Ma non c’è il rischio di un nuovo centralismo?
“Il rischio c’è sempre, e non è mai esercizio inutile rileggersi le pagine di Sturzo o di Einaudi contro il rischio dello stato napoleonico, centralista e burocratico. Ma l’autonomia si esalta dentro una cornice unitaria, come correttamente ricorda l’articolo 5 della Costituzione, e raggiungendo livelli di efficienza e di capacità di risposta. E purtroppo in questi anni le prove delle Regioni complessivamente in materia di regolazione della governance comunale non hanno certo brillato. Detto questo, ritengo che la crescita delle Unioni di Comuni sia anche un antidoto contro i rischi di centralismo da ritorno di fiamma, perché dentro ambiti che corrispondono alle nuove dinamiche socio-economiche contemporanee, concetto rilanciato proprio dal Presidente Mattarella, i Comuni potrebbero effettuare quelle perequazioni fiscali che singolarmente ben difficilmente potrebbero effettuare, soprattutto in montagna”.

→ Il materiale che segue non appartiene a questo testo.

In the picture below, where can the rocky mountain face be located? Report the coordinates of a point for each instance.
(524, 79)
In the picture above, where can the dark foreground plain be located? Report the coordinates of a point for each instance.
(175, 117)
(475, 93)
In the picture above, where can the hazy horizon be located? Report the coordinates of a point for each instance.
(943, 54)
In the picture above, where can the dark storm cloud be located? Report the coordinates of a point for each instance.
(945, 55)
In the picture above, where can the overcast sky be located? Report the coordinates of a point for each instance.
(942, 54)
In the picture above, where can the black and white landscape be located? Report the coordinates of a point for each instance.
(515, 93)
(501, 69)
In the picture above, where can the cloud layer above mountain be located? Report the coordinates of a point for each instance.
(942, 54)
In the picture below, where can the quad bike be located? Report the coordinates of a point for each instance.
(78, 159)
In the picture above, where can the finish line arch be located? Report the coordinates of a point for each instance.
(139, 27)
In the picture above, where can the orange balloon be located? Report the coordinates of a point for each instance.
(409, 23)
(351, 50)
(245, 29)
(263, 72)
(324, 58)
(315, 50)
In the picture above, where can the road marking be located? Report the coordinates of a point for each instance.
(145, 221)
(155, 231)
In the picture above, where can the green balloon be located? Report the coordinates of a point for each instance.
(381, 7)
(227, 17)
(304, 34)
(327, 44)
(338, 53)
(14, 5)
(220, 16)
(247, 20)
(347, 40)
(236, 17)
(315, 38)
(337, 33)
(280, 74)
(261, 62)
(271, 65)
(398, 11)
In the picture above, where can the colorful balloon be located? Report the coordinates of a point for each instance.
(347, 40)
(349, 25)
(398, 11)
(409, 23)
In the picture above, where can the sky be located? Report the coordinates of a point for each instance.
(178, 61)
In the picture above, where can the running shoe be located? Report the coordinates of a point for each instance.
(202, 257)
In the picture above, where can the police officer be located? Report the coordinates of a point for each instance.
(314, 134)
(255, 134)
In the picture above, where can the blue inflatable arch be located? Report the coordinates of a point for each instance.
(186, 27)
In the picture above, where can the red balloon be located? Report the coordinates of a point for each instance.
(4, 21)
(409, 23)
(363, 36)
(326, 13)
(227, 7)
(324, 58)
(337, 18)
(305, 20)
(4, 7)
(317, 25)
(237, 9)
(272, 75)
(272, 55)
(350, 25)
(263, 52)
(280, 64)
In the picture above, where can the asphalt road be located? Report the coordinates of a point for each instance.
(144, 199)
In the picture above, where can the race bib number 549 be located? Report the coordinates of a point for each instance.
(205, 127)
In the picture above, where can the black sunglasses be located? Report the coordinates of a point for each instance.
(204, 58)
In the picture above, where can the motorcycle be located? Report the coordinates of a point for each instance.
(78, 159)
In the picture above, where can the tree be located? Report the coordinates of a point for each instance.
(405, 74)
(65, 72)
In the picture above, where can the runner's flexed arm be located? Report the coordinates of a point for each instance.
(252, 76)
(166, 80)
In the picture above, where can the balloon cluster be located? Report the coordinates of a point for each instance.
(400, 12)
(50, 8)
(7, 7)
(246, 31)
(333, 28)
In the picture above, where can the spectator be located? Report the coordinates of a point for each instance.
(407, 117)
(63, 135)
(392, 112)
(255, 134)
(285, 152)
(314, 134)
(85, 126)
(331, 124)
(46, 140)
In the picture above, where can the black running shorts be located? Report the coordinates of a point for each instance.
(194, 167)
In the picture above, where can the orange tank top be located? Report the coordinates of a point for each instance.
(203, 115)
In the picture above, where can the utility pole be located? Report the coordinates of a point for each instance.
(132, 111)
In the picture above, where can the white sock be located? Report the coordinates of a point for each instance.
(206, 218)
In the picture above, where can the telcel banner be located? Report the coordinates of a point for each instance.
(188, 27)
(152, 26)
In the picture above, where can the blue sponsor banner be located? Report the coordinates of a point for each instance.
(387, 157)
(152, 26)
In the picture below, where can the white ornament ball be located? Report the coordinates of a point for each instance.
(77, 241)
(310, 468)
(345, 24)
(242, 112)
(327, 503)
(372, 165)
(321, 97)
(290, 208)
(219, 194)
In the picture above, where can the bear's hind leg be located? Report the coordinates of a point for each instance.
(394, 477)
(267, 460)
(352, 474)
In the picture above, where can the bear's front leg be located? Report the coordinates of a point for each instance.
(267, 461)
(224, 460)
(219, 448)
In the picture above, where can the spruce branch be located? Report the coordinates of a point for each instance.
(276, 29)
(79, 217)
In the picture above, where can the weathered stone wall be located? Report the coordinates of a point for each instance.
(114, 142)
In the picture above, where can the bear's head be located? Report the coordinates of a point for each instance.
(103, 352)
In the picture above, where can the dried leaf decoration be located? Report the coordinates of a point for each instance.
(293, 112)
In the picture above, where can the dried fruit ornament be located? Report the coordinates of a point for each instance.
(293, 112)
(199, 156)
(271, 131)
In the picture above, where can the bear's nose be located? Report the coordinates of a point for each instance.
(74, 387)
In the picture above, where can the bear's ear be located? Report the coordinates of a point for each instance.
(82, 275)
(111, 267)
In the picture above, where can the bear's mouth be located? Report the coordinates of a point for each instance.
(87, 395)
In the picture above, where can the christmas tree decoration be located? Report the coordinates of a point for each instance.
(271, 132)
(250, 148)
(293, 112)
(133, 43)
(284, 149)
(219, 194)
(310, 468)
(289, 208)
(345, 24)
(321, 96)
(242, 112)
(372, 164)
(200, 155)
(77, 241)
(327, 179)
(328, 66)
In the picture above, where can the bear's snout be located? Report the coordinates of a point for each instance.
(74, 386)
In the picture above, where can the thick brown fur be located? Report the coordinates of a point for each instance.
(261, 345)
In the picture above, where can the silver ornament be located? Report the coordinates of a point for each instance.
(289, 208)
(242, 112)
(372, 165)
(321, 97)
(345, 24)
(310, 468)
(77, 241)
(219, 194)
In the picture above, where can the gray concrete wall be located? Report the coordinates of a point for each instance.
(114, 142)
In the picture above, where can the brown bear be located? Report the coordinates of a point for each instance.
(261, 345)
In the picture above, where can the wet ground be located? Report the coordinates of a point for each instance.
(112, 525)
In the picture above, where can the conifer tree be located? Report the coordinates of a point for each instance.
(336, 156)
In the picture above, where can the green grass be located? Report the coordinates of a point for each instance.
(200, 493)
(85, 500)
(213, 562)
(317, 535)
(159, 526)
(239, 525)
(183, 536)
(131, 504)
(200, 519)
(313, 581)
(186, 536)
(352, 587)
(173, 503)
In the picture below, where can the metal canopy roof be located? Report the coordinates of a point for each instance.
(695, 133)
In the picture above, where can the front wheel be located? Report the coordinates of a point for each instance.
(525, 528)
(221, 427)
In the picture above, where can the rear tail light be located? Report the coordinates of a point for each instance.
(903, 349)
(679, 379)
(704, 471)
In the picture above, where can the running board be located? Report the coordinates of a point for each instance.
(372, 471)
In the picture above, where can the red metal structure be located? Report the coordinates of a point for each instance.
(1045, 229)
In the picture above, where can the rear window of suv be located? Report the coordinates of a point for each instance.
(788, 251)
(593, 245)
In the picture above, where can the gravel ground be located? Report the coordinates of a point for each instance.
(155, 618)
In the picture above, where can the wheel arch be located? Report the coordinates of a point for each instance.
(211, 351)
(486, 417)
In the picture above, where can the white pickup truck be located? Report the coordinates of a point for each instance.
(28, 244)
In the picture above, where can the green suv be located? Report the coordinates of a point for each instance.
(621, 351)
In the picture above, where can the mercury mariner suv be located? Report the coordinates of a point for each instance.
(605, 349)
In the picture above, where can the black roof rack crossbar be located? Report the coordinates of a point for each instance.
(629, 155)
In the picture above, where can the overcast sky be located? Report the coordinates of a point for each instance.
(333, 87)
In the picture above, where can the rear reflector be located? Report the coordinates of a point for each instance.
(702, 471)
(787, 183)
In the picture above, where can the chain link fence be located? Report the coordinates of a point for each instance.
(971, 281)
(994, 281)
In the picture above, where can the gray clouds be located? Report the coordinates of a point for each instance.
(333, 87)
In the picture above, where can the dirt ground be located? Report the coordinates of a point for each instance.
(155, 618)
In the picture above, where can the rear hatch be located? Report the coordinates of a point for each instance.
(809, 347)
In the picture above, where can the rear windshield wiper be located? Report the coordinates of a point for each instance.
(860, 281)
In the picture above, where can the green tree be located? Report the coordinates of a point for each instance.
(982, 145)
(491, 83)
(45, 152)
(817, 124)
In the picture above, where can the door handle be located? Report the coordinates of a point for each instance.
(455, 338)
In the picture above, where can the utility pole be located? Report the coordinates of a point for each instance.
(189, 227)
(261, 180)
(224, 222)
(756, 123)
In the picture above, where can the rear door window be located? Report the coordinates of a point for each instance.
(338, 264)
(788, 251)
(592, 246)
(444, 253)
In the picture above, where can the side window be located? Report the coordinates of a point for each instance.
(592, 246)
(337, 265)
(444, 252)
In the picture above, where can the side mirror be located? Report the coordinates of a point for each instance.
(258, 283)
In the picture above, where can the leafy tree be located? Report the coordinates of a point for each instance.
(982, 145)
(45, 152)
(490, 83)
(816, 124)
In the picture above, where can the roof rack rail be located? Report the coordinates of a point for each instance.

Un’ultima domanda, Presidente: e le politiche di sviluppo, tema storicamente caro all’Uncem, che fine fanno in questo contesto?
“Stiamo vivendo uno strano paradosso, in proposito. Negli anni scorsi in montagna avevamo la veste istituzionale, e si faceva fatica ad avere le risorse. Oggi la situazione si è invertita. Grazie alle tante battaglie fatte, l’Europa ha riconosciuto la specificità montana e quindi nello sblocco dei vari Psr in atto in questi mesi ci saranno misure importanti per lo sviluppo rurale, e va in questa direzione il protocollo che abbiamo siglato con il Ministero delle Politiche Agricoli, Alimentari e Forestali. La Strategia Nazionale Aree Interne attiverà quasi 1 miliardo di euro nei prossimi anni,che ricadranno quasi tutti in montagna. L’arco alpino è soggetto alla Strategia Macroregionale Alpina,e può godere delle provvidenze della cooperazione transfrontaliera con Francia, Svizzera e Austria. E per tutti, il collegato ambientale innesca la strategia nazionale delle green communities,il Piano Nazionale Rurale, il pagamento dei servizi eco sistemici e la nascita delle “oil free zone” che esalteranno la capacità della montagna di produrre energia rinnovabile. Tutto questo si cala su un’armatura istituzionale fragilissima, fatta di comunità montane chiuse o allo stadio larvale, di province svuotate e in metamorfosi come aree vaste, di comuni piccoli e piccolissimi lasciati spesso a sé stessi, con il loro problemi quotidiani. E’ per questo che è urgente la loro condensazione istituzionale, nella maniera corretta che il Presidente Mattarella ha indicato. Ed è per questo che le sue parole acquistano una grande importanza”.